A couple of months ago, I was invited by my junior high school art teacher to speak to a bunch of her students interested in comic books. Inevitably I was asked what sort of training does one need to become a comic book artist. The answer, of course, is that there is not just one kind of training that is best to get and which is available to students anywhere. (I know of precious few institutions that actually teach how to draw comic art, and the places I do know of are all in the New York area.) As I gave my customary long-winded answer, I could see a half-expectant, half-worried expression on my former art teacher’s face. She was thinking how many times in her art classes I would take whatever art project was at hand and turn it into something comic book related. No matter how she tried to broaden my interests, all I wanted to do was draw super heroes. And now that I actually am making a living out of this preoccupation with guys in capes and masks, was I now going to come back and berate her for trying to discourage my interests? Was I now going to tell all the aspiring young Me’s to not listen to their teacher and draw comics all the time no matter what she says?
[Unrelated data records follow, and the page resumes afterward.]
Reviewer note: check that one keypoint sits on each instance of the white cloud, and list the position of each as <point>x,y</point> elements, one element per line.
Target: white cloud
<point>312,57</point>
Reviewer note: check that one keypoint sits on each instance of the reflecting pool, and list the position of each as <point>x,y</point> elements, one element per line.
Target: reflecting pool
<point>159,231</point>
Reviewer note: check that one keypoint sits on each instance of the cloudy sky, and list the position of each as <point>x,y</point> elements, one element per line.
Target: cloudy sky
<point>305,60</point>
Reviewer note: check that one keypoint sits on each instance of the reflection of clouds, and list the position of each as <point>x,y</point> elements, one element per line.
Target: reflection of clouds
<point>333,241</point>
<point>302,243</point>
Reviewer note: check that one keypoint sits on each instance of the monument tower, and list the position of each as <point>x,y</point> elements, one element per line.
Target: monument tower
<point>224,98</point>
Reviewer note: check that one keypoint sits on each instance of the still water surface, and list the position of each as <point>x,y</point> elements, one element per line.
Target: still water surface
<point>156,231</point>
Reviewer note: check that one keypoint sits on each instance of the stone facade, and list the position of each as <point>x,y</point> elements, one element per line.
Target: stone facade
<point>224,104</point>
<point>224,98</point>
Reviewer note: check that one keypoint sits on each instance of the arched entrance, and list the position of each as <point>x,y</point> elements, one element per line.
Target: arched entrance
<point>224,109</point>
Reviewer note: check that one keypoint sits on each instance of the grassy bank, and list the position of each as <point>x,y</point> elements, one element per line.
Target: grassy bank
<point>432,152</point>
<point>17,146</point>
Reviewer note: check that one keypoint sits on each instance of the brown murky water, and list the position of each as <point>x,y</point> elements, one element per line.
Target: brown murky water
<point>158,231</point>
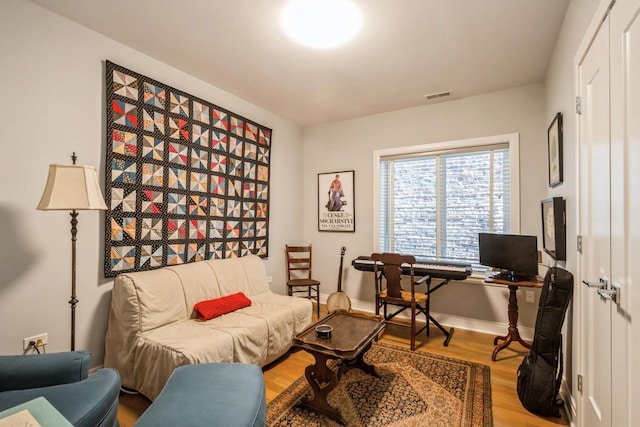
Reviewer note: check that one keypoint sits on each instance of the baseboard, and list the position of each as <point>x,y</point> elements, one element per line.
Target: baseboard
<point>475,325</point>
<point>569,403</point>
No, I didn’t. Because she was right. I shouldn’t have been drawing super heroes and comic books to the exclusion of all else. Why? Because by learning to draw solely by looking at comic books, I was limiting myself to a second-hand view of reality. By studying the masters and no-so-masters of comic art and disregarding other influences, I was guaranteeing that I would never by anything more than watered-down versions of the artists I admired. What I should have done was to draw other things other than super heroes more. I should have drawn from life, made my own observations about how to translate the world into scribbles on paper, rather than aping someone else’s observations.
This is what I told the junior high school students: don’t just draw comics, draw from life, like my teacher told me. While you can learn something from looking at comics, mostly in terms of telling a story through a sequence of images, the actual drawing of these images is best learned elsewhere. So did not following my teacher’s advice prove harmful to me? Well, you’ll notice that I’m a comic book writer and editor, not an artist. Why is that? Because I didn’t learn to write and edit solely from reading comics. (But my advice to aspiring writers is a whole ‘nother topic, and one for another time.)